Los gusanos nematodos pueden aprender a preferir presas contaminadas con plástico sobre alimentos más limpios
Heiti Paves/Alamy
Los depredadores pueden aprender a preferir presas de comer que esté contaminada con microplásticos, incluso cuando hay alimentos limpios disponibles. Este comportamiento podría tener implicaciones para los hábitos alimenticios y la salud de los ecosistemas enteros, incluidos los humanos.
Los investigadores descubrieron esta preferencia por el plástico después de estudiar los hábitos alimenticios de pequeños gusanos redondos llamados nematodos (Caenorhabditis elegans) durante varias generaciones. Cuando se le ofrece su dieta habitual de bacterias, así como los mismos microbios contaminados con microplásticos, la primera generación de nematodos optó por la alternativa más limpia.
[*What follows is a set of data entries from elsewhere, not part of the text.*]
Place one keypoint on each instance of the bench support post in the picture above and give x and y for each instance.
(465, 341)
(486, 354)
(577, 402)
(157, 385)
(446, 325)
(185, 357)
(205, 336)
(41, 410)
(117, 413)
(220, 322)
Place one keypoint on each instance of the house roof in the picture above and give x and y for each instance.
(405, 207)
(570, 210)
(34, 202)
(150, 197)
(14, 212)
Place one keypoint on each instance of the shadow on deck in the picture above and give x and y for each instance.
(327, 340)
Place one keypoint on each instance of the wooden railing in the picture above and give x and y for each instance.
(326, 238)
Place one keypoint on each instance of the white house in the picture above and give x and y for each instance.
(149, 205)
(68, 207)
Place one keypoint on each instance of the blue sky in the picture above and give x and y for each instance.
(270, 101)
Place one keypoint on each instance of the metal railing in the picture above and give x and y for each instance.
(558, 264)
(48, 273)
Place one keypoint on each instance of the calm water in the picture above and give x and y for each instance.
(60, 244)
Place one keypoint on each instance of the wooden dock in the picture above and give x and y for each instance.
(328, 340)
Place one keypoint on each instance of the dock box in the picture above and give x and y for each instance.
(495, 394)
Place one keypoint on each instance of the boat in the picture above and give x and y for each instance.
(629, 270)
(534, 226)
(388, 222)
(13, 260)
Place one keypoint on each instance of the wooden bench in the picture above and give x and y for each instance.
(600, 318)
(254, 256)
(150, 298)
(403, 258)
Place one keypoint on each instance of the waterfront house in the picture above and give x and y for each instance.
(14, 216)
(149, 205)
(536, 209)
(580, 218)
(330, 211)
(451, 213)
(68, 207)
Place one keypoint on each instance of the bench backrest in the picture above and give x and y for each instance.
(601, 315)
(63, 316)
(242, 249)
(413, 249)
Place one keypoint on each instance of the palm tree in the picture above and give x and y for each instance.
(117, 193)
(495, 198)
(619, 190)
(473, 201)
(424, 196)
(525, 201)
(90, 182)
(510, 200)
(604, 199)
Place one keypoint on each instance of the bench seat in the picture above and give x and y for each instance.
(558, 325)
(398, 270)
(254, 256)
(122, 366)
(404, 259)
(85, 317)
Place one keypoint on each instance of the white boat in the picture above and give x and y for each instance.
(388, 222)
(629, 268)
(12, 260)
Sin embargo, la exposición a alimentos con plástico durante múltiples generaciones alteró sus preferencias.
“En realidad comienzan a preferir la comida contaminada”, dice Canción Lin Chua en la Universidad Politécnica de Hong Kong.
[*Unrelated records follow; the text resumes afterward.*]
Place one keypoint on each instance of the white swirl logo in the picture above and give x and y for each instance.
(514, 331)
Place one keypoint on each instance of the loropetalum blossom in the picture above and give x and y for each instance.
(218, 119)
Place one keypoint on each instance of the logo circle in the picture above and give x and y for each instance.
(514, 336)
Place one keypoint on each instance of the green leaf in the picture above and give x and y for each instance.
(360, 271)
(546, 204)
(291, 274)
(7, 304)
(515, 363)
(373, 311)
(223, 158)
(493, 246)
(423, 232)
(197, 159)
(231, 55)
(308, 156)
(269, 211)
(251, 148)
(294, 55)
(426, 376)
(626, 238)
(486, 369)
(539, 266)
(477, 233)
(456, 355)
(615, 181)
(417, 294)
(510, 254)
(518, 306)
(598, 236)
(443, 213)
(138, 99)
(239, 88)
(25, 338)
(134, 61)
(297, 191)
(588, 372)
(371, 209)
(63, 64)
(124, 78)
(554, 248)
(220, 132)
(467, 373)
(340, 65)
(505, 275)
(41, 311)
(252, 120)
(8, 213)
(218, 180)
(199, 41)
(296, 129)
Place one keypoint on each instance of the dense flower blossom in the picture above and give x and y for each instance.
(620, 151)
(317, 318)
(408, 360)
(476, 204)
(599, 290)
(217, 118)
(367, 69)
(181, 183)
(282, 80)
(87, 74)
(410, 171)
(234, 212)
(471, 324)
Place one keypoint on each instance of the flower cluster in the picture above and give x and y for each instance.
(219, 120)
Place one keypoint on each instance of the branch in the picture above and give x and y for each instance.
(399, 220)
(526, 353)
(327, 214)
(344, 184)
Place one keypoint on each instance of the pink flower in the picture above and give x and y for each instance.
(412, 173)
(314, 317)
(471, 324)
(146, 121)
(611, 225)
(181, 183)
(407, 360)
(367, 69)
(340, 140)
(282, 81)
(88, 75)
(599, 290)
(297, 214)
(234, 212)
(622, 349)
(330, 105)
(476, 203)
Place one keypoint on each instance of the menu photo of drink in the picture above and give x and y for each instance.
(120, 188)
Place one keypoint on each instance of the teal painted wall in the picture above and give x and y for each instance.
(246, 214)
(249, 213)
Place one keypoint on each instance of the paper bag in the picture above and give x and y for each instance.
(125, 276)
¿Por qué los gusanos desarrollaron un gusto por el plástico? Como criaturas sin una visión verdadera, los nematodos confían en otros sentidos para localizar su comida, como el olor. “Los plásticos pueden ser parte de esos olores”, dice Chua. Después de la exposición prolongada, pueden reconocer los microplásticos como “más como la comida” y elegir comerlos, dice. Él especula que otros animales pequeños que dependen del olor para localizar presas podrían “confundirse” de la misma manera.
Chua señala que el comportamiento es “más como una respuesta aprendida” que una mutación genética y, por lo tanto, potencialmente reversible. “Es más como una cuestión de gusto”, dice, comparando el acondicionamiento con la afinidad de un humano por el azúcar. Él dice que, en teoría, esto podría revertirse en las generaciones futuras, pero que todavía garantiza un mayor estudio.
Como uno de los tipos más comunes de animales del mundo, las preferencias dietéticas de los nematodos podrían tener implicaciones mucho mayores para la salud de sus ecosistemas. “Esas interacciones de algo que come algo más son realmente importantes para reciclar y transformar diferentes formas de materia y energía”, dice Lee Demi en Allegheny College en Pennsylvania, quien llama al descubrimiento “alarmante”.
“Esto pasará por la cadena alimentaria”, dice Chua, quien señala que el comportamiento podría crear una especie de “efecto de ondulación” que también afectará las dietas de los humanos. “Eventualmente todavía volverá a nosotros”, dice.